In 2003, the Metropolitan Museum of Art mounted an exhibition celebrating the 150th anniversary of the Central Park Act, which designated the land we now call Central Park a public place. It was a hidden jewel of a show, tucked away in a corner of the American Wing’s mezzanine, where a viewer could often find herself alone with Frederick Law Olmsted and Calvert Vaux’s thrilling drawings for the “Greensward” plan, as well as lesser-known entries in the 1857 competition for the park’s design. (My favorite: John Rink’s sublimely kooky “Competition Entry No. 4,” which appears less like landscape design than like something an outsider artist might have concocted from millefiori.)
Now, to celebrate the competition’s sesquicentennial last year, Morrison H. Heckscher, the chairman of the American Wing, has written Creating Central Park, a concise and well-illustrated history of the park. He begins by critiquing the 1811 plan that laid out Manhattan on “a simple grid plan, with absolutely no regard for the underlying natural terrain.” He cites horticulturalist Andrew Jackson Downing, who lamented in the 1840s that “what are called parks in New-York, are not even apologies for the thing; they are only squares, or paddocks.” Heckscher details an attempt in the 1850s to acquire Jones’s Wood (described by diarist George Templeton Strong as “very beautiful, and strangely intact for the latitude of Sixty-first Street”) for a public recreation ground, but the wood was eventually passed over in favor of the current park’s site, which had numerous advantages, from larger size to lower cost per acre to the possibility of integrating the city’s reservoirs within it.

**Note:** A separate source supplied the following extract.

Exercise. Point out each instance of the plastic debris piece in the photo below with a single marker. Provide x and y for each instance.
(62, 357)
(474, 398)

Most of Creating Central Park concerns the 1857 competition (many of whose extant entries are here reproduced), the details of Olmsted and Vaux’s plan, and the process of building the park, including its decorative and architectural features. Because Central Park was a monumental public work, the tale of its construction is peppered with setbacks, chicanery, overruns, charges of corruption, and personal animosities, all of which were no doubt wearisome but now make for a good story.

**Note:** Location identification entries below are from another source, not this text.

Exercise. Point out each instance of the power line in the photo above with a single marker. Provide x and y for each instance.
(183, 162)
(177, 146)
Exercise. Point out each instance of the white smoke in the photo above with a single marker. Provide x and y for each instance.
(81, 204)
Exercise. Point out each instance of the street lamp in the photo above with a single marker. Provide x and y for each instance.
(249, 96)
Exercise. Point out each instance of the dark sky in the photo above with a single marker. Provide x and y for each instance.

Creating Central Park is a model of compaction—less a book than a long essay, lavishly illustrated with maps, drawings, and photographs—yet for all his brevity, Heckscher offers sufficient detail. Occasionally, however, he breezes past a topic that merits explication. For example, he writes that Richard Morris Hunt (who later designed the Metropolitan’s grand entrance wing) “was first consulted about the [design of the park’s 59th Street] gates in 1861 through the good offices of his brother-in-law, Commissioner Charles H. Russell,” but eventually had to enter his proposal into the 1863 competition. Heckscher comments that “at first, none of the twenty-one entries was chosen, but in the end Hunt’s design was selected.” He might have paused for a moment to tell us whether the whiff of nepotism rising from those sentences is borne out by the historical record, but he’s already off, like a brisk docent, describing the winning designs. His book is also sadly marred by indifferent production values (flimsy covers, garish tones in some of the reproductions) that detract from the aesthetic pleasure it otherwise affords.
Overall, however, Heckscher displays a scholar’s authority with no trace of an obfuscatory academic tone; his book serves as an excellent introduction to Central Park’s story but will also appeal to New York–history aficionados. He makes an eloquent case for the park’s importance—its ability to open vistas to people downtrodden by the relentless pace and the inhuman scale of the great city. To him, “the park remains today a living emblem of democracy” as much as it remains a triumph of nineteenth-century landscape design. He clearly understands why Vaux once enthused, “Nature first and 2nd and 3rd—Architecture after a while.”